Patterson rules Nordic races

UVM Nordic skier Caitlin Patterson has put together a remarkable string of victories on the Eastern ski carnival circuit this season, winning seven races. Patrick Weaver, head coach on the Nordic side of things for the Catamount ski team, doesn’t ponder long when asked for the key to Patterson’s success this year.

“She just has an incredibly hard work ethic,” says Weaver, a two-time U.S. national champion and Olympian. When it comes to her leadership on a Nordic squad that has combined with the alpine team to sweep the first four carnivals of the season by wide margins, Weaver says Patterson is more of the quiet type. “She leads by example. Caitlin is dedicated to the training and does all of the little things that matter.”

The coach has also seen the academic work ethic that drives Patterson — a National Merit Scholar, member of UVM’s Honors College, and civil engineering major. If there is a spare half-hour on a road trip, says Weaver, Patterson is likely going to crack open a text and use that time to study.

The UVM junior smiles when asked about balancing a demanding course load and varsity athletics. “It’s intense. They say there are the three S’s — school, sports, and social life — and you have to sacrifice one. So I don’t party and don’t have much free time at all,” she says. “It’s just a matter of time management, remembering where my priorities are.” As Patterson looks to her senior year, she’s beginning to shape the direction of her honors thesis proposal, which will build on past research experience with Professor Britt Holmen focused on vehicle emission testing.

Caitlin and her brother Scott, a freshman on the men’s Nordic team who won the 10K freestyle at the UVM Carnival to make for a double-Patterson podium, grew up in McCall, Idaho (population 2,554) in their younger years.

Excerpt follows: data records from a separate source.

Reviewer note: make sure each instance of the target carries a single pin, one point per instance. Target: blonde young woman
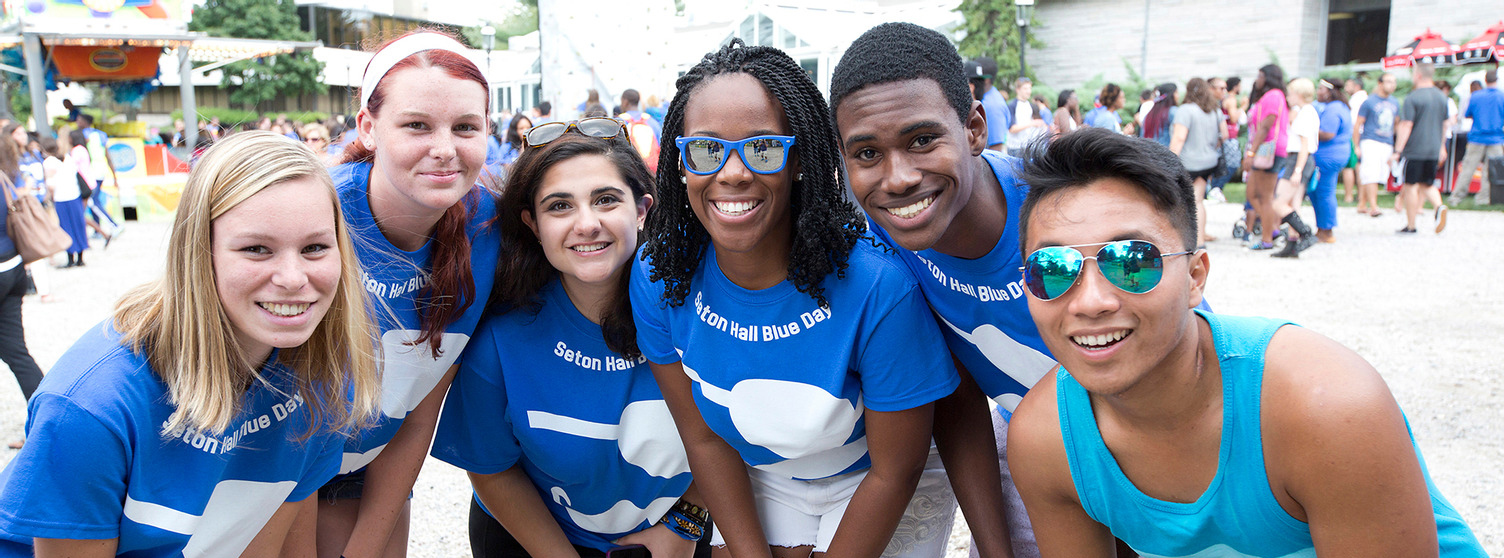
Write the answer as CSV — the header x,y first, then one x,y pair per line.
x,y
1298,166
205,414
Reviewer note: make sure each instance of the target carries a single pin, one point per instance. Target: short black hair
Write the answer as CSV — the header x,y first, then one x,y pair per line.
x,y
1091,154
826,224
900,51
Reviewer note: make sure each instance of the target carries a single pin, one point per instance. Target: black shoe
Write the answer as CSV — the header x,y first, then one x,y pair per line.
x,y
1291,250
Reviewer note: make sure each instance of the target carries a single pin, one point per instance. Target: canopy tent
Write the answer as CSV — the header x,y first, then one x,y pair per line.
x,y
1488,47
1428,47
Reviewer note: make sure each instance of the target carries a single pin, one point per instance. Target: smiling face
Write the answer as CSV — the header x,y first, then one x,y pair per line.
x,y
745,212
1109,339
910,161
275,265
429,140
587,221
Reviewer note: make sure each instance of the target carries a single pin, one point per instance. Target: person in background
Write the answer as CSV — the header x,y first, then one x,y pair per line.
x,y
1029,122
1331,154
411,193
1182,432
12,282
994,104
1106,112
1197,136
1419,146
202,417
1373,131
1485,116
1298,167
1068,115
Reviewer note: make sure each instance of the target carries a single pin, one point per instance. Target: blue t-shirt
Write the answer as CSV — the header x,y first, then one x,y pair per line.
x,y
1486,110
97,463
590,427
1237,516
982,307
785,381
997,116
1334,119
1379,115
393,279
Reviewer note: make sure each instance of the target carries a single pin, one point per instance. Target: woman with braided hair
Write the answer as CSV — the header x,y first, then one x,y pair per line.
x,y
794,351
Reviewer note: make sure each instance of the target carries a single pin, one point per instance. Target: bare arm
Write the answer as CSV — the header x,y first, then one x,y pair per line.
x,y
1043,474
75,548
1339,451
719,471
516,504
964,436
898,444
1178,134
390,476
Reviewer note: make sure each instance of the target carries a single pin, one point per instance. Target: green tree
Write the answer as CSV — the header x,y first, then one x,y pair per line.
x,y
251,81
991,29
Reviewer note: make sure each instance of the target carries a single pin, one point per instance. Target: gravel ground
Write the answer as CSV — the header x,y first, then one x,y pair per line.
x,y
1425,309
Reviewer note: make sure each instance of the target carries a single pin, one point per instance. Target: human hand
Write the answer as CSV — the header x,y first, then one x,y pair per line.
x,y
661,542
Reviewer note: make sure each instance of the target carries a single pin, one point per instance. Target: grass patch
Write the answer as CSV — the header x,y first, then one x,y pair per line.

The family moved to Anchorage, Alaska when they were teens. Their father, Steve Patterson, a silviculturist for the U.S. Forest Service, and mother, Margaret Hillhouse, made it a priority to get their family outdoors, hard to imagine otherwise given their surroundings. Caitlin credits her mom, who was one of her first coaches, for getting the kids on skis and making sure it was fun from the beginning. It was more about games than races, and the young Pattersons tested their skinny skis in the western powder with rides up the t-bar at the local hill.

A mile race in which she outpaced her classmates, boys included, in third grade P.E. was the first suggestion that there might be something to these endurance sports for Caitlin. She ran cross-country through middle school, then focused exclusively on skiing in high school. When it came time for college, she considered schools in the West, but the sheer time commitment of travel to competitions put her off. She couldn’t imagine giving up nearly a half-week of classes before a race. “I have very high standards, but if I can make my life just a little easier to achieve those high standards… then that helps a lot,” she says. New England’s smaller scale, UVM’s academics, scholarship support, and the good reports she heard about the fun of competition in the EISA carnivals prevailed.

Looking back, Weaver says that Patterson may have been overlooked as an athlete by some who didn’t anticipate her continuing rise in college competition. For her part, Patterson cites many elements for her excellent 2011 season—coaches, teammates, a solid summer of intense workouts, a little bit of luck. Also key, she says, has been learning that tenuous balance between pushing training hard enough to improve, but not so hard to tempt illness and injury. “Experience—in the sense that I know when to rest if I feel tired, how best to prepare for races, and how to minimize stress and its impact on me,” she says.